All these point to a sordid and alarming state of affairs. If China has been able to infiltrate India’s cyber space at will, Indian counter-intelligence and foreign service establishment, as usual, are always caught with their pants down. This has become a set pattern. So long China has been sneaking in and out of Indian territory as is evident in Doklam and Ladakh. All this while an Union minister who was earlier the Chief of the Indian Army has publicly said in Tamil Nadu that India has transgressed more number of times into Chinese territory than China has into Indian territory. This kind of brave talk without any basis may help create a false sense of nationalism that could help the BJP but it makes India the aggressor and China becomes the affected nation.

The Indian government, on the other hand, persistently remained in a denial mode about the Chinese incursions. In the same breath it engaged in protracted negotiations on disengagement in Ladakh which is an admission that encroachment had taken place.

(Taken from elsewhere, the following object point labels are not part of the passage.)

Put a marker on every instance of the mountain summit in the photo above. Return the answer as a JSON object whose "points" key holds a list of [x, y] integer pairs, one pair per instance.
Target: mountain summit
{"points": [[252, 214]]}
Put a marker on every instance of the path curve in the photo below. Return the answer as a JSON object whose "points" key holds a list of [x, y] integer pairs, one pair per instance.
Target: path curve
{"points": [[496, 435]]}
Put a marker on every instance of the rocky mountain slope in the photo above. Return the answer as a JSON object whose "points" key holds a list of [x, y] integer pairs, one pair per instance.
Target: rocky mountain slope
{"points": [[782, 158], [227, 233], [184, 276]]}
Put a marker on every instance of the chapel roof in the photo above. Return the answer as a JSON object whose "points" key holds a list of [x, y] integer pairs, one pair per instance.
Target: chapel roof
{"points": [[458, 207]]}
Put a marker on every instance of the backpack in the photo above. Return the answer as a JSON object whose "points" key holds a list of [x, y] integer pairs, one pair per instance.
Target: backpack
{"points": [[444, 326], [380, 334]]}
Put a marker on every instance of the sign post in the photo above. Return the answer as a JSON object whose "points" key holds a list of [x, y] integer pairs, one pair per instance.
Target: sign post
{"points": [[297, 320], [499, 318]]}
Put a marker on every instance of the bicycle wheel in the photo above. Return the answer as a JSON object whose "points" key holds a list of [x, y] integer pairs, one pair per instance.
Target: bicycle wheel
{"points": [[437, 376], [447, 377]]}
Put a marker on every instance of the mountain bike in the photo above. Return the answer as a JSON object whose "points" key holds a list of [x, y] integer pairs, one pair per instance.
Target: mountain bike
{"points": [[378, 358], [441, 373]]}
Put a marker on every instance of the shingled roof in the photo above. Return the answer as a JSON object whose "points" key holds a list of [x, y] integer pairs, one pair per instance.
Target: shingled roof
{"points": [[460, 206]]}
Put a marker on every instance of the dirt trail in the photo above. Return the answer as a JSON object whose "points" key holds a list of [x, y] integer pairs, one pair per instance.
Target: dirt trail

Now, it turns out Chinese hackers can invade Indian cyber space as well to cause incalculable harm to its vital infrastructure and steal intellectual property as the People’s Liberation Army (PLA) has entered into Indian territory without much resistance. Chest-thumping policy by the government is not the answer to the grave threat from Chinese cyberspace and land invasions. The government needs to get rid of its false bravado displayed in the slogan of building “atmanirvar” (self-reliant) India adding to empty verbiage of “make in India” and “start-ups.” Coining catchy terms, acronyms and slogans is not the weapon to fight a shrewd, crafty and powerful adversary such as China.

The government ought now to find out what China has done in Indian territory during the showdown in Ladakh. It’s not in keeping with China’s character to agree to disengagement in Ladakh so easily after remaining inside Indian borders for months. Seeds of big mischief like cyber attack may have been sown during the occupation of Indian territory by China’s PLA. This seems to be a distinct possibility now that the hackers’ designs are no longer a secret.